Tiny insect-sized drones function in cramped areas, face up to collisions


If you’ve ever knocked a mosquito off your face only to keep it coming back again and again, you know that insects can be remarkably acrobatic and resilient in flight. This helps them to find their way in the air world with all its gusts of wind, obstacles and general uncertainties.

Researchers from Harvard, MIT and the City University of Hong Kong have developed tiny, insect-inspired drones with unprecedented dexterity and resilience. The flying robots are powered by a new class of soft actuators that allow them to maneuver in tight spaces and withstand bumps when something goes wrong.

Most flying drones have to be used outdoors due to their lack of maneuverability, which prevents them from navigating in tight spaces. They also lack the robustness required to survive collisions with other objects. Building small drones requires fundamentally different processes than larger drones. Motors usually power large drones, but these motors lose efficiency when you shrink them to the sizes required for smaller drones.

The new insect-sized drones are based on soft actuators made of thin rubber cylinders coated with carbon nanotubes. When a voltage is applied to the carbon nanotubes, an electrostatic force is generated which compresses and elongates the blanket cylinder. Repeated stretching and contraction causes the drone’s wings to flap nearly 500 times per second, giving the drone an insect-like resilience.

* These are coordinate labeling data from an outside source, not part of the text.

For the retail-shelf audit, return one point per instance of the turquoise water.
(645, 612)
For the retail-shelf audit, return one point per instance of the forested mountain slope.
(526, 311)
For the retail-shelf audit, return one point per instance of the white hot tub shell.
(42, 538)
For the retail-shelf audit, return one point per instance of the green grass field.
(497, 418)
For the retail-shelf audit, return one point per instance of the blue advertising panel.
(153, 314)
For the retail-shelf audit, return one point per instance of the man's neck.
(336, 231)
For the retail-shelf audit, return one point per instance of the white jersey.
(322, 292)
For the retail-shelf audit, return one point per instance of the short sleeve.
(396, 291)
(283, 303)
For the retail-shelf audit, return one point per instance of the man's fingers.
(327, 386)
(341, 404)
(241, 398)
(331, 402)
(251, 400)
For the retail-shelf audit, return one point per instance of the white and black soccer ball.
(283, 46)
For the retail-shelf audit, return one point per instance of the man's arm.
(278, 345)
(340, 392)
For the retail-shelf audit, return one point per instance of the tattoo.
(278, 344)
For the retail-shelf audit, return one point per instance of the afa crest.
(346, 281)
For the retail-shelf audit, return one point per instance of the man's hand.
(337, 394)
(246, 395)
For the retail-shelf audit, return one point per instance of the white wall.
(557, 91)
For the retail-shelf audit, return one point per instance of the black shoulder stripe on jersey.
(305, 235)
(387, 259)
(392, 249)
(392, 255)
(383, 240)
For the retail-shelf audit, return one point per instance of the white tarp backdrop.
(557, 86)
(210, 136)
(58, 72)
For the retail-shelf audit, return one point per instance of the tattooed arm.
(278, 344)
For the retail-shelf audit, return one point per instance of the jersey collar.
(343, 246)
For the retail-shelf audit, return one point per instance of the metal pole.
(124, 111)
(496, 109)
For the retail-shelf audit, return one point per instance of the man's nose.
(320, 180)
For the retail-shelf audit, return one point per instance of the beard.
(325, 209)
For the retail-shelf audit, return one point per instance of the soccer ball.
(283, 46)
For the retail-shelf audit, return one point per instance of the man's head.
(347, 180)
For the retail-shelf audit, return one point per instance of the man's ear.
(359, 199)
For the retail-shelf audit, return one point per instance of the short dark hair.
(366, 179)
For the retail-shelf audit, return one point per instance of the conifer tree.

“You can hit it when it flies and it can recover,” said MIT assistant professor Kevin Yufeng Chen. “It can also perform aggressive maneuvers like somersaults in the air.”

The drone weighs just 0.6 grams and looks a bit like a tiny cassette with wings, although Chen is working on a new prototype that is shaped like a dragonfly.

“Achieving a flight with a centimeter-sized robot is always an impressive feat,” says Farrell Helbling, an assistant professor of electrical and computer engineering at Cornell University who was not involved in the research. “Due to the inherent compliance of the soft actuators, the robot can safely encounter obstacles without severely hindering the flight. This feature works well for flight in crowded, dynamic environments and can be very useful for any number of real world applications. “

The next step is to detach the robots from a wired power source, which is currently required by the high operating voltage of the actuators.

Chen hopes that one day the insect-sized drones could help people by performing machine inspections in tight spaces. Other possible uses are artificial pollination of plants or the completion of search and rescue missions after a disaster.